With that the eagle was released to soar over our head, which he did for only a couple of minutes. After that he found the top of a distant pine tree and settled there. Since the snow was deep we watched as the handler made his was slowly across the high mountain valley. When he got to the tree he tried to coax the eagle to him with mice. He even pulled a live rabbit out of his bag and tried to capture the eagle’s interest with that. (I’m serious! We watched all this through the zoom lens on the camera.) Since the eagle wouldn’t budge the handler started to climb up the pine tree. In short order he was out of sight in the pine boughs.

The three of us stood by meantime and made small talk. After a few minutes we heard what could only be described as a masculine scream of pain – sort of like a warrior wounded in battle. We looked again through the lens. We saw nothing to indicate there was trouble over there.

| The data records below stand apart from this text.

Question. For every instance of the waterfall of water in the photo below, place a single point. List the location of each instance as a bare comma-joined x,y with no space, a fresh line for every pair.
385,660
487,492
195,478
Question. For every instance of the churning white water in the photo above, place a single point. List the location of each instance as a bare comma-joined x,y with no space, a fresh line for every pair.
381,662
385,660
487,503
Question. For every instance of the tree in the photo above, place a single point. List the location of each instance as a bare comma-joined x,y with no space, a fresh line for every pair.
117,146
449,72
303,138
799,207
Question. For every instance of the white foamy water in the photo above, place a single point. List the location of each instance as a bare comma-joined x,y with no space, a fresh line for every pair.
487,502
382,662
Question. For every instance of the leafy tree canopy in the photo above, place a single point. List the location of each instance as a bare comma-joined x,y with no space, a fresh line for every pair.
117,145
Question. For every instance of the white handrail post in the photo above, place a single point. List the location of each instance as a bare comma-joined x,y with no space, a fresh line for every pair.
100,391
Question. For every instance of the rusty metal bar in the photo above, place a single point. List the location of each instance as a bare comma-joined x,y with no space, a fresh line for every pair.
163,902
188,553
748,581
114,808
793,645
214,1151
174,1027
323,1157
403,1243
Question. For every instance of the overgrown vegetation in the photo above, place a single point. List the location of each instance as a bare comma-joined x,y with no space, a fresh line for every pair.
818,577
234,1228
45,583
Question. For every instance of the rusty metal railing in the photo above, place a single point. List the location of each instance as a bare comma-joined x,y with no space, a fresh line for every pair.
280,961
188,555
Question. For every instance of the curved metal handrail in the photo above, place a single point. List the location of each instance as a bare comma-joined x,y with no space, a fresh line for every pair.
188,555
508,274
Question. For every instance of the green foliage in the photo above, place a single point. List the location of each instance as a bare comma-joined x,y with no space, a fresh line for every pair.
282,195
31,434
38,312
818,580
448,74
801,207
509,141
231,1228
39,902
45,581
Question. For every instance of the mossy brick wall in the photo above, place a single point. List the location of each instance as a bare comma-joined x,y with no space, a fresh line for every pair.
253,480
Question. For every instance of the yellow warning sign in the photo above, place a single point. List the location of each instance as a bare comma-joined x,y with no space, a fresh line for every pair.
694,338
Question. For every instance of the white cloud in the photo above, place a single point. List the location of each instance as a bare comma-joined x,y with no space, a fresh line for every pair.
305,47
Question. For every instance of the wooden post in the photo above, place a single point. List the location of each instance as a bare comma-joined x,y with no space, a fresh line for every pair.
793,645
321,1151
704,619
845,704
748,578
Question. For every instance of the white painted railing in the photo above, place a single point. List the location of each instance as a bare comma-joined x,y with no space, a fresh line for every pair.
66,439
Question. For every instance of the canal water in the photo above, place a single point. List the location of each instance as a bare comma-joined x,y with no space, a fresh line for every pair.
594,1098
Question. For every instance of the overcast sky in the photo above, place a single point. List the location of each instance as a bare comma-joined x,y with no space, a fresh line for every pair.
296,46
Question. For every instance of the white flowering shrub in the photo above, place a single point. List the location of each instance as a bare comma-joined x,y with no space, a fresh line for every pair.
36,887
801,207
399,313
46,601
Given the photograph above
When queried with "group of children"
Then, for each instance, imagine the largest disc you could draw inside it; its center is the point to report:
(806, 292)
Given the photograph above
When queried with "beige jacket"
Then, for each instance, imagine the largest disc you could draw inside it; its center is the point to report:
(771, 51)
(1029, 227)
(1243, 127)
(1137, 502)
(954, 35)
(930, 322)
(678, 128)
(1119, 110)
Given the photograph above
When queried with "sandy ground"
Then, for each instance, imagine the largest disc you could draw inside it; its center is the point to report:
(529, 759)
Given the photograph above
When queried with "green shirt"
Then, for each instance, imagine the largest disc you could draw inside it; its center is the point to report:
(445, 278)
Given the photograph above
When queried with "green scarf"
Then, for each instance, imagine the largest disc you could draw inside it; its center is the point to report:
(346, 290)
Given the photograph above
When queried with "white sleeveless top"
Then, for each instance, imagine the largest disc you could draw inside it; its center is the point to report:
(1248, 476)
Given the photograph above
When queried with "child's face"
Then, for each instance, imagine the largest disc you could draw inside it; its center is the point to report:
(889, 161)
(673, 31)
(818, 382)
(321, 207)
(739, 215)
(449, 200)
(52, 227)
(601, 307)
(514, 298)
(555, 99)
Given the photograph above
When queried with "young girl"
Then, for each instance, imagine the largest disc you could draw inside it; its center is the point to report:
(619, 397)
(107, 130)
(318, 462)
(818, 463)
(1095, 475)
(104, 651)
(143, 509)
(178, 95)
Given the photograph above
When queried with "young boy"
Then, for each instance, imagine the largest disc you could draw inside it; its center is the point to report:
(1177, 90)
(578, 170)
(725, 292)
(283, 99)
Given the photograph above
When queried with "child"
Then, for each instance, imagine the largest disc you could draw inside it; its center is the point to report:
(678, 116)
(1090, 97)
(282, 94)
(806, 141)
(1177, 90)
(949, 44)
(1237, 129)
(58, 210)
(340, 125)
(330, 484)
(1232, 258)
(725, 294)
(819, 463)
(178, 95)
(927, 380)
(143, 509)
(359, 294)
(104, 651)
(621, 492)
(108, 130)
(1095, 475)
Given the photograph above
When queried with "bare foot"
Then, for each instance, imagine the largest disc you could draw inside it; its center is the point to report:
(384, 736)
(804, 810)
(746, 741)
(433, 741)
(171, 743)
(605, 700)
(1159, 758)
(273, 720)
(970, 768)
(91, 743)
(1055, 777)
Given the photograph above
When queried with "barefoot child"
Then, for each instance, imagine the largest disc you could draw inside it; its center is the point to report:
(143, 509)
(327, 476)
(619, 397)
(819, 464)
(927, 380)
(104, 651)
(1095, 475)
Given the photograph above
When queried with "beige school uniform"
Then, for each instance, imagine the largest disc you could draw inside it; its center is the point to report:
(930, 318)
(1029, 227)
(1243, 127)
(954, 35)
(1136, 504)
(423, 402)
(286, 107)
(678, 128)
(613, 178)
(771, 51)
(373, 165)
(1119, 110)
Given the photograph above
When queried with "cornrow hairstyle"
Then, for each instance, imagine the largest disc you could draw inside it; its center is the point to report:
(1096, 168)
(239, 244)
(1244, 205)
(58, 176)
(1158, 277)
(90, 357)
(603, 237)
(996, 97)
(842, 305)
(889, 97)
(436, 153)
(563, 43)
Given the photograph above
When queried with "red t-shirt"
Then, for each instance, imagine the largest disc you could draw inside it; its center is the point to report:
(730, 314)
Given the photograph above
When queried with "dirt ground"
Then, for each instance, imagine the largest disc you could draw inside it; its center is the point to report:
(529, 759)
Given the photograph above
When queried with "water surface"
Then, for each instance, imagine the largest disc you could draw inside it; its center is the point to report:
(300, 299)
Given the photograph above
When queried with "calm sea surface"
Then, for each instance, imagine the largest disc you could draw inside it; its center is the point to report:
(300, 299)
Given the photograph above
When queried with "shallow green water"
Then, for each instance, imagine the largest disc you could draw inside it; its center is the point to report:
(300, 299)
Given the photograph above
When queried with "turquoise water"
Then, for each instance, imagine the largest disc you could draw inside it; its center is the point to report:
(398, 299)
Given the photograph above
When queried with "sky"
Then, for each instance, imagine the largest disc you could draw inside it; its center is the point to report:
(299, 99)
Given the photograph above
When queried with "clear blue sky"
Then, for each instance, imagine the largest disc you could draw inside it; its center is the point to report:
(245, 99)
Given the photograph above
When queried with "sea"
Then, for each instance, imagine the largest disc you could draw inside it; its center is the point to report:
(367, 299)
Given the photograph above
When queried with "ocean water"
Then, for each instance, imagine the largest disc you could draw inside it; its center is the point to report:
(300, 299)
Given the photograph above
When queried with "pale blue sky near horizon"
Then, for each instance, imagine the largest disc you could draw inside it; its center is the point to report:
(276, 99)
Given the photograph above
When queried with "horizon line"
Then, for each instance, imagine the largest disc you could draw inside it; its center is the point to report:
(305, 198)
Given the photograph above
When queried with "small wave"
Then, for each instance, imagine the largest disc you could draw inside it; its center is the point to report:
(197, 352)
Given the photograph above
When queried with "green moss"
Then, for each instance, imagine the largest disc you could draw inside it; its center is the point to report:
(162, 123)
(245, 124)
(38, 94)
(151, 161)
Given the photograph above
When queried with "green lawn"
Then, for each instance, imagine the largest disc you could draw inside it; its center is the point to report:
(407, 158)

“Should we go see what’s wrong?” the producer asked. The photographer and I both looked at each other with a look that said, “I ain’t goin’ over there. If the handler can’t handle him I wouldn’t have the first clue.” Instead we both said that maybe the producer should go, and we should stay back to move the gear if we needed. So Mr. Producer started the long slow trek, in the time span of about a minute he had covered some 20 yards.

About that time we heard a repeat of that same manly yell. The producer stopped and looked back at us. We shrugged our shoulders and began to fiddle with the camera like there was something that urgently needed done with it in response to the yelps of pain. The producer seemed as frozen as we were. I was looking through the zoom lens at the tree when I saw the eagle wrangler start to emerge from the pine boughs.

When he got back he told us what had happened. The eagle had gotten scared and refused to move from the tree, so the handler had to climb the tree and knock him out. When he knocked the eagle loose, because it was in the tight branches on the tree, it could not spread it wings and glide to earth so it had to grab on to something. What it grabbed hold of was the handler’s left thigh. The first scream we heard was the talons sinking into his leg. The second scream we heard was him wrenching them free. He said that when they sank into his flesh it hurt so badly that he considered simply falling out of the tree with the eagle still on his thigh. But he said the longer the eagle’s talons were in his leg the tighter he clawed and the more pain he was in. So he had wrenched the talons free.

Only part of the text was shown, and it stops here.